音声を小刻み送信、まとめて午後1時に放送

 当初のラジオ放送は、往路、復路とも午後1時からだった。松本弥太郎・元NHK運動部長の「箱根駅伝70年史」への寄稿によると、コース上の品川から小田原まではノイズがひどく、生中継ができなかった。

 そのため、1区の品川以降は放送車内で録音し、3区に入る戸塚の民家から電話回線で送信。4区の終わる小田原までの録音は、サイドカーで5区途中の小涌園基地へ送った。そして、午後1時からの放送は録音した音声で始め、後半を生放送に切り替えたという。

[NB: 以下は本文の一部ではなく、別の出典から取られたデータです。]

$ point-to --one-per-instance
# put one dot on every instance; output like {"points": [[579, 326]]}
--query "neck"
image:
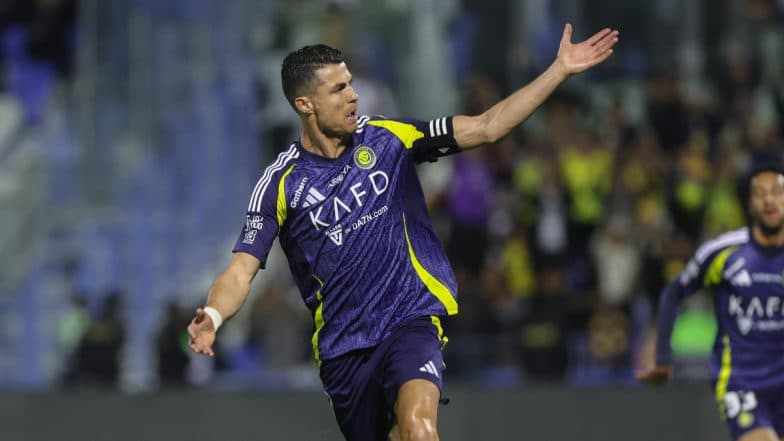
{"points": [[319, 143], [774, 240]]}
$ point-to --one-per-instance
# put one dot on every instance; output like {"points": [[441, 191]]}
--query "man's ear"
{"points": [[303, 105]]}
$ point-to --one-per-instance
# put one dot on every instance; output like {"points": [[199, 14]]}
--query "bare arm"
{"points": [[227, 295], [499, 120], [232, 286]]}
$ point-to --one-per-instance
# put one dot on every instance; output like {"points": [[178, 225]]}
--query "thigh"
{"points": [[414, 354], [352, 384]]}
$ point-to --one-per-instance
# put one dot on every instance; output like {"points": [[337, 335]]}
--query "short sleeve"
{"points": [[262, 220]]}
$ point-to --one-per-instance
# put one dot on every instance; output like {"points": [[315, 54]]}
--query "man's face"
{"points": [[335, 101], [766, 203]]}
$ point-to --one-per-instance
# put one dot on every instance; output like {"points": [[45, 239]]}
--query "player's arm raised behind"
{"points": [[499, 120], [227, 294]]}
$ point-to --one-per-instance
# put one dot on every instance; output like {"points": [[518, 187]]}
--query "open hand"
{"points": [[578, 57], [202, 333]]}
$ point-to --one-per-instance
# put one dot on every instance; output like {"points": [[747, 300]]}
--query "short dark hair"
{"points": [[299, 68], [769, 167]]}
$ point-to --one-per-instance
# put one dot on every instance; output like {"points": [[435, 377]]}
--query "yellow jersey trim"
{"points": [[406, 133], [724, 373], [714, 273], [433, 285], [282, 197], [318, 318]]}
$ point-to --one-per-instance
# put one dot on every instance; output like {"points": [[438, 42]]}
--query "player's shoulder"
{"points": [[724, 241], [406, 130], [267, 184]]}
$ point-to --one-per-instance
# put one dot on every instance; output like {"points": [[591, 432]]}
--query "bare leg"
{"points": [[416, 412]]}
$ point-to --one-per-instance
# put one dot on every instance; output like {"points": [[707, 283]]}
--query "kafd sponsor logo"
{"points": [[313, 197], [335, 234]]}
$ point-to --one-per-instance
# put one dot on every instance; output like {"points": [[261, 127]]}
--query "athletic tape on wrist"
{"points": [[217, 320]]}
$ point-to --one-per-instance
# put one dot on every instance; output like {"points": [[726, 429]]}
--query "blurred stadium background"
{"points": [[132, 131]]}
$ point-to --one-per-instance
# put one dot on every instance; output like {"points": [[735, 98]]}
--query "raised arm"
{"points": [[499, 120], [227, 294]]}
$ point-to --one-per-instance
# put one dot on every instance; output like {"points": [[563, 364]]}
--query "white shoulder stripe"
{"points": [[261, 185], [735, 237], [266, 174]]}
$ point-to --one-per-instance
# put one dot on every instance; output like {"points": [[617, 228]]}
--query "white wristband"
{"points": [[217, 320]]}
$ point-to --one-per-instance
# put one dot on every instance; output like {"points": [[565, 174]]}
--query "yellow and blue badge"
{"points": [[364, 157]]}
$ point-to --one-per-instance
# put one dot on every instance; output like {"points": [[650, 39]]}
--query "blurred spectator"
{"points": [[618, 261], [172, 346], [97, 357], [278, 327], [545, 328], [70, 332]]}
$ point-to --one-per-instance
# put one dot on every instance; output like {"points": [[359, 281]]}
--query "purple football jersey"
{"points": [[356, 232]]}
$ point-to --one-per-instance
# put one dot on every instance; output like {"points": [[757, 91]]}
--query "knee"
{"points": [[419, 430]]}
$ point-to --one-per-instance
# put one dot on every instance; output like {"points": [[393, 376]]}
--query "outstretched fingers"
{"points": [[599, 36], [607, 41]]}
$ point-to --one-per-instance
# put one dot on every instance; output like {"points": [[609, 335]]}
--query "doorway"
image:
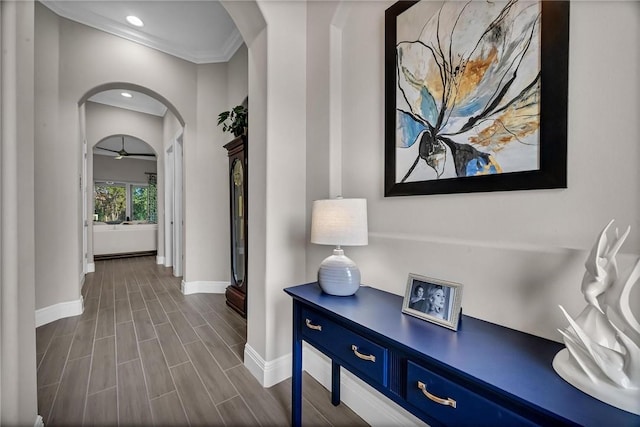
{"points": [[174, 213]]}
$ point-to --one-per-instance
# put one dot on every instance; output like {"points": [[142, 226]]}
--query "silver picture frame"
{"points": [[434, 300]]}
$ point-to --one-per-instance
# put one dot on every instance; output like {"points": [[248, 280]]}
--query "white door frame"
{"points": [[168, 207], [178, 216]]}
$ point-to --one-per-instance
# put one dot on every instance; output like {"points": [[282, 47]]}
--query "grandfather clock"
{"points": [[236, 292]]}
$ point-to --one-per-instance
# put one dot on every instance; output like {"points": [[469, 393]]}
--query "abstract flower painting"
{"points": [[467, 90]]}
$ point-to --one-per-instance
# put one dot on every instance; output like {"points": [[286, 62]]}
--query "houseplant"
{"points": [[234, 120]]}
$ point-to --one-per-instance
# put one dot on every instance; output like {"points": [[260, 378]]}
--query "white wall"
{"points": [[67, 68], [518, 254], [18, 399], [106, 168], [237, 77]]}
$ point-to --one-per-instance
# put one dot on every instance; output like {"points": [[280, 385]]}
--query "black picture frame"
{"points": [[448, 310], [552, 172]]}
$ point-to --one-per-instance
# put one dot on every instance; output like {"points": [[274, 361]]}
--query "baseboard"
{"points": [[203, 287], [373, 407], [59, 311], [267, 373]]}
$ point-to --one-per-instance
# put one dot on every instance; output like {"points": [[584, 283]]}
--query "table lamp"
{"points": [[339, 222]]}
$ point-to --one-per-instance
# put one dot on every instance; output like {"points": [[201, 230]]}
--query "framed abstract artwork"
{"points": [[475, 96]]}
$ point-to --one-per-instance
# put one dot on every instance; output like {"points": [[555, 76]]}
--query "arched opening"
{"points": [[125, 162], [124, 220]]}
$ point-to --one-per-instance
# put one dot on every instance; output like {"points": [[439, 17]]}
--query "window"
{"points": [[116, 202]]}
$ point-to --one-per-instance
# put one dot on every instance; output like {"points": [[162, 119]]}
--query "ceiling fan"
{"points": [[124, 153]]}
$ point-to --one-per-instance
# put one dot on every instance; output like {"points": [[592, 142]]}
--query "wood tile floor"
{"points": [[144, 354]]}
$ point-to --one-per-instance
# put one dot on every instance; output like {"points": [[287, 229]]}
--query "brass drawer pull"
{"points": [[447, 402], [369, 357], [312, 326]]}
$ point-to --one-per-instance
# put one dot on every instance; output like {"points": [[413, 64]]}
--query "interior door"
{"points": [[168, 208], [178, 219]]}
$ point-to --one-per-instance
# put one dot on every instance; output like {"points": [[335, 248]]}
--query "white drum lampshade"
{"points": [[339, 222]]}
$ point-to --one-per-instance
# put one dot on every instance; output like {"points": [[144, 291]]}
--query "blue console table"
{"points": [[483, 374]]}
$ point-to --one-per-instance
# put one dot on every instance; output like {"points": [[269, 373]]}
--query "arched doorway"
{"points": [[107, 116]]}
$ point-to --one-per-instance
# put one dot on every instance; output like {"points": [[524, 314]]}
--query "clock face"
{"points": [[237, 173]]}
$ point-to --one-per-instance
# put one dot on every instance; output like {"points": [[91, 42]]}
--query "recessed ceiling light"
{"points": [[134, 20]]}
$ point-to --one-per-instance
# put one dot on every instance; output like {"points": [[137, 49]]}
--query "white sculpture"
{"points": [[602, 354]]}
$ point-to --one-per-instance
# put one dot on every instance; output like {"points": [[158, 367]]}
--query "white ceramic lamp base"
{"points": [[338, 275]]}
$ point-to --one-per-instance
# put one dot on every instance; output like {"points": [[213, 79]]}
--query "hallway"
{"points": [[144, 354]]}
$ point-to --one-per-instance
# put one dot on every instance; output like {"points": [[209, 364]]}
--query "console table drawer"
{"points": [[352, 350], [445, 400]]}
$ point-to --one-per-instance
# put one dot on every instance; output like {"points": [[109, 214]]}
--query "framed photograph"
{"points": [[475, 96], [436, 301]]}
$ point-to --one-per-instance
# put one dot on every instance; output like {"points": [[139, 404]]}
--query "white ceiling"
{"points": [[197, 31], [132, 145], [138, 102]]}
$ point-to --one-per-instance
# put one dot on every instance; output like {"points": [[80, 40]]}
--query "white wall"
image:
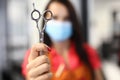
{"points": [[101, 24]]}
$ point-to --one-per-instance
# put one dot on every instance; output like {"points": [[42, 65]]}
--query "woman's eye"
{"points": [[55, 17]]}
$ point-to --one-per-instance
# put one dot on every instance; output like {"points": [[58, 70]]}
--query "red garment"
{"points": [[74, 61]]}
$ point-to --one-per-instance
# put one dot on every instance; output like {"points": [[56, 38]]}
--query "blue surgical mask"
{"points": [[59, 30]]}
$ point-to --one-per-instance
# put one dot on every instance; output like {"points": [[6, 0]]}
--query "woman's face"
{"points": [[60, 12]]}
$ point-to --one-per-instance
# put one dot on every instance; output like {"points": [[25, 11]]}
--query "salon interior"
{"points": [[101, 20]]}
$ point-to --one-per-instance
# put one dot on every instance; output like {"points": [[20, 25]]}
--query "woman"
{"points": [[70, 58]]}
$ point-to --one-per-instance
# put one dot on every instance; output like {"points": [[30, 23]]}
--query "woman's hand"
{"points": [[38, 67]]}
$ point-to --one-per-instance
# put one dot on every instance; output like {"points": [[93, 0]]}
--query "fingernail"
{"points": [[49, 49]]}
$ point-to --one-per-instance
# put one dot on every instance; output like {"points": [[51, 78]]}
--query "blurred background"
{"points": [[101, 20]]}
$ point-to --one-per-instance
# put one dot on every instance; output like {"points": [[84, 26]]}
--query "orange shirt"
{"points": [[77, 70]]}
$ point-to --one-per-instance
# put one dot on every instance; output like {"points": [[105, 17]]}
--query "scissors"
{"points": [[41, 30]]}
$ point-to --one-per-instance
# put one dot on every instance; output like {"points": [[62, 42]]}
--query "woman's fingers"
{"points": [[46, 76], [39, 70], [37, 62], [38, 67], [36, 49]]}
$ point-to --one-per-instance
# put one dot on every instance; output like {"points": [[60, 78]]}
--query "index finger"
{"points": [[36, 49]]}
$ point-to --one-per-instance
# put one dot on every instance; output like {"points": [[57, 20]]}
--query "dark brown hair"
{"points": [[77, 33]]}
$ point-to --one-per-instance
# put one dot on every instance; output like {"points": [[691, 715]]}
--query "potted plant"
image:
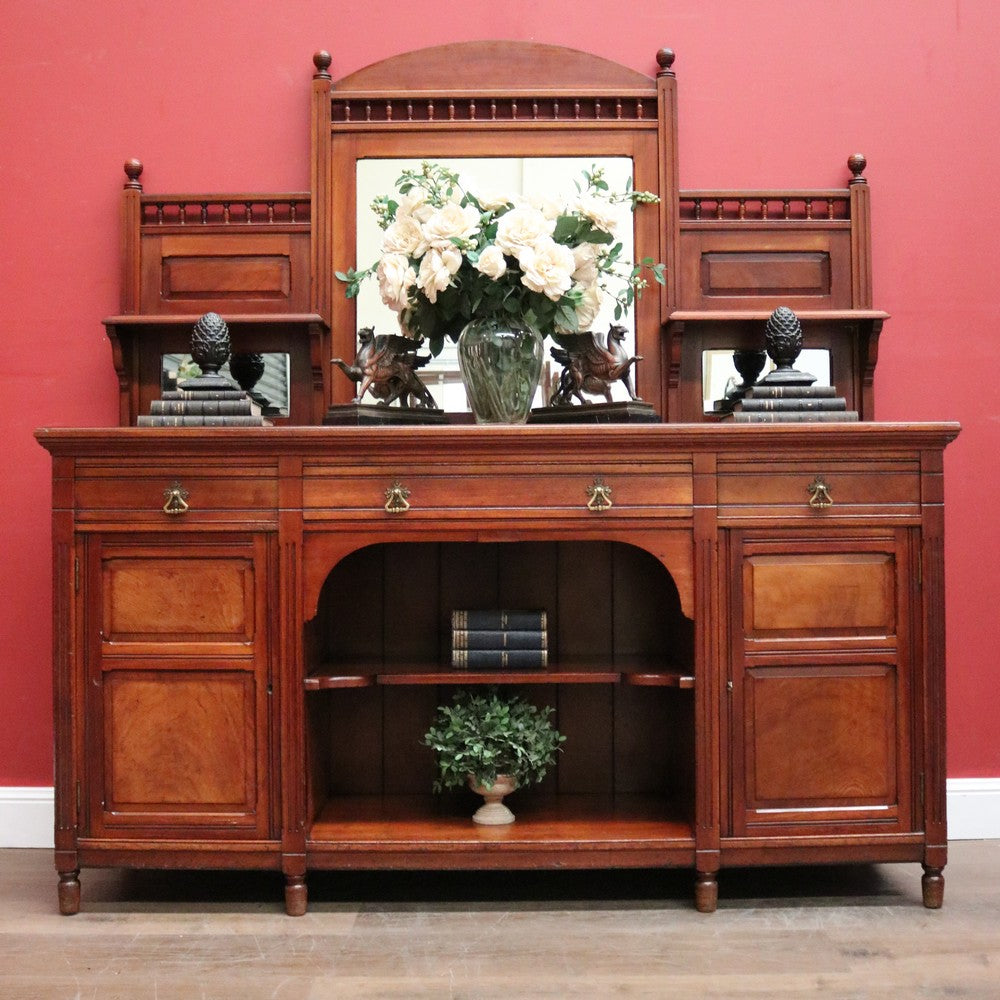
{"points": [[498, 273], [493, 742]]}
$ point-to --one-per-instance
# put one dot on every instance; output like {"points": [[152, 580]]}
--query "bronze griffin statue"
{"points": [[591, 366], [385, 366]]}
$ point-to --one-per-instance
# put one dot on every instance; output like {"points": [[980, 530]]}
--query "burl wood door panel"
{"points": [[820, 709], [180, 688]]}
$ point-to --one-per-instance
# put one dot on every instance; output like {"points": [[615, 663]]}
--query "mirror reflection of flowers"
{"points": [[449, 255]]}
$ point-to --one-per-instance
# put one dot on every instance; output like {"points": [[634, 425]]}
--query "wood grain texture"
{"points": [[784, 934]]}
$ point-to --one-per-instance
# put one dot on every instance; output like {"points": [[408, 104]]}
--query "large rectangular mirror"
{"points": [[538, 180], [530, 116]]}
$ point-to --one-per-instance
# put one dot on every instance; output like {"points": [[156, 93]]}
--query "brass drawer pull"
{"points": [[176, 499], [819, 494], [599, 496], [395, 499]]}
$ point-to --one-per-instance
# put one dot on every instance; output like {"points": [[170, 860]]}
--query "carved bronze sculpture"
{"points": [[592, 367], [385, 366]]}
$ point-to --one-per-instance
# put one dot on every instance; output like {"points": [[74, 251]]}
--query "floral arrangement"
{"points": [[449, 255]]}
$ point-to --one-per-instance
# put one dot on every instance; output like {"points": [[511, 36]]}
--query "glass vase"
{"points": [[501, 363]]}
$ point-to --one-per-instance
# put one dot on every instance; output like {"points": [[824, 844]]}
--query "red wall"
{"points": [[214, 97]]}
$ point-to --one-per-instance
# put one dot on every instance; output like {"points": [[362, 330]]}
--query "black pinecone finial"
{"points": [[210, 343], [210, 347], [783, 341]]}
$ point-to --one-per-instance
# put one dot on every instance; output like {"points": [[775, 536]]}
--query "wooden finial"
{"points": [[322, 61], [665, 60], [856, 163], [133, 168]]}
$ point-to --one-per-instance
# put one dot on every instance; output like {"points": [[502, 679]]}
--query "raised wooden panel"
{"points": [[234, 272], [182, 597], [180, 747], [824, 592], [820, 736], [734, 264], [755, 273], [256, 276]]}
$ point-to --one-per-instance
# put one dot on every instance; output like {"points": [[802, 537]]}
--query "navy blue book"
{"points": [[498, 639], [499, 618]]}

 当時、慶大競走部でマネジャーを務め、中継所で記録係のアルバイトをした田中淳浩さん(87)は「記録は全て手計算。上位と下位が離れすぎて、放送に間に合わないこともあった」。中継所の記録は全て集まるとサイドカーに託して放送車に届けたため、下位が離れすぎると、なかなか追いつけなかった。

 その後、放送を困難にする時代の変化があった。自動車の普及が進み、交通事情が悪化。復路の時差スタートが厳しくなり、66年、6区が全校一斉スタートとなった。さらに、7区以降の繰り上げスタートも増え、見た目では本来の順位が全くわからなくなってしまった。正確な順位、正しい記録の放送が困難になったとして、ラジオ放送は73年に中止された。